The loss of forests is one of the most significant environmental and natural resource impacts linked to tobacco growing, due to wood often being used as a fuel in curing processes.

So we’re helping farmers to preserve forests through afforestation programmes, which aim to provide a sustainable source of wood. We also work to find locally available alternative fuels, such as the use of rice husk as a fuel in Sri Lanka or the use of bagasse briquettes in Kenya (supplied by BAT in partnership with a local sugar factory). We are exploring ways to reduce wood fuel consumption by using innovative designs for curing barns.

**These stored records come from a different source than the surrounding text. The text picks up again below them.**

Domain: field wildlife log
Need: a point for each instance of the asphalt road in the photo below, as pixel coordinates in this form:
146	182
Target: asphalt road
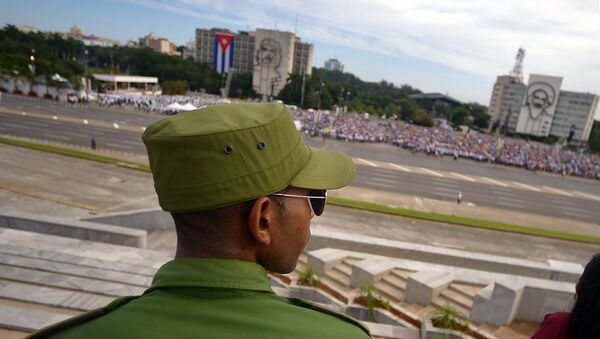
67	187
380	167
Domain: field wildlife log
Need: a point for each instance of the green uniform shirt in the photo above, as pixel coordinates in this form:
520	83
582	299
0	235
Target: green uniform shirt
209	298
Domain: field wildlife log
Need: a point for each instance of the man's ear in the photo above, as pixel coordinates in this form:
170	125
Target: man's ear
261	220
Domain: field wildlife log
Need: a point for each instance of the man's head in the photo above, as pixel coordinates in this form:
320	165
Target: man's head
238	181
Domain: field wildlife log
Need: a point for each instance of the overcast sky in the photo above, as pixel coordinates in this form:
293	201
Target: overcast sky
456	47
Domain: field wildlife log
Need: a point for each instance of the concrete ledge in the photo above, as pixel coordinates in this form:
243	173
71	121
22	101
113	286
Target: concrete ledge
27	320
503	301
75	229
368	271
150	219
391	331
423	286
560	271
428	331
324	259
316	295
380	316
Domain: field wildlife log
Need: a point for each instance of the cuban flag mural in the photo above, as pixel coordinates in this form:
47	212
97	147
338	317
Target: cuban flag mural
223	52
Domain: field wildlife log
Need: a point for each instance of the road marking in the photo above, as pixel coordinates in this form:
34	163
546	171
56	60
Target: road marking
75	134
503	193
453	196
49	135
464	177
444	189
531	188
118	145
398	167
578	215
431	172
509	204
558	191
573	209
585	195
495	182
33	123
136	143
378	184
367	162
446	245
384	179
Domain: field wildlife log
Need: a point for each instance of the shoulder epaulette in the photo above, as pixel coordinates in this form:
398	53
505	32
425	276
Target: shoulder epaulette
319	308
80	319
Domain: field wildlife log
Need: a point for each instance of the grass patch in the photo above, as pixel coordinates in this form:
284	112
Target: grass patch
451	219
362	205
75	153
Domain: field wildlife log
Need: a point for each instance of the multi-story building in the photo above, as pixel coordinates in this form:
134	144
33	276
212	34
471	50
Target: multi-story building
268	54
334	65
159	44
517	108
89	40
303	57
507	98
574	109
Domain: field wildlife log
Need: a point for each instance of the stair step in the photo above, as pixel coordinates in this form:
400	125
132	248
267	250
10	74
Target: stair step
441	301
389	291
402	274
458	298
336	285
425	312
344	268
395	281
468	291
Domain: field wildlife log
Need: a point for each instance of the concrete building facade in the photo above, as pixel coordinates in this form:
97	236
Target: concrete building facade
512	101
158	44
334	65
574	109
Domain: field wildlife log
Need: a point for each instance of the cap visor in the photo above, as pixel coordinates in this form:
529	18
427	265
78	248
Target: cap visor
325	170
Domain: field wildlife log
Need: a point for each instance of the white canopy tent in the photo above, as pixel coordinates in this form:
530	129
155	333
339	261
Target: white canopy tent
128	79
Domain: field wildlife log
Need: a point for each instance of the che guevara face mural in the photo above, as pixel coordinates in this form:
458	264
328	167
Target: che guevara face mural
540	97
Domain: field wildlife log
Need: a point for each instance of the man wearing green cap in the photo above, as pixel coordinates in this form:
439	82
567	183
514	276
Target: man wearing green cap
242	188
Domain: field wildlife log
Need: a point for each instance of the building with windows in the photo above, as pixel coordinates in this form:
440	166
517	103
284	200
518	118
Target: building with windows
574	110
158	44
269	55
89	40
541	108
334	65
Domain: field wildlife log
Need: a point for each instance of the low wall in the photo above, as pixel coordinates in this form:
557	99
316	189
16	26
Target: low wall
75	229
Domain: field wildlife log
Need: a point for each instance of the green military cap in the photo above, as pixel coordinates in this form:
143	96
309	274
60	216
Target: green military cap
226	154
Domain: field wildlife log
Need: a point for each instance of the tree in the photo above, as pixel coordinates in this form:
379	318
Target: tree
458	115
481	119
423	119
594	140
408	109
175	87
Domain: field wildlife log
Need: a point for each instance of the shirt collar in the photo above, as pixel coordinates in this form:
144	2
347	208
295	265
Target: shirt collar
217	273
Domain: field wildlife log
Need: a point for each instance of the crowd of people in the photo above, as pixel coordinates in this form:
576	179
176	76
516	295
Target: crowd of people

We have an ongoing commitment to eliminate the use of unsustainable sources of wood by our contracted farmers. In 2016, 99% of our contracted farmers’ wood fuel for curing was from sustainable sources. 

Sustainable wood sources are defined as: wood resources harvested legally from planted sources in such a way that does not cause any detrimental social, environmental or economic impact. This may include:

  • Wood sourced from identified invasive exotic species which have not been planted; and
  • Wood sourced from existing legal plantations.

This definition does not include conversion of natural forests to plantations in order to produce wood for tobacco curing.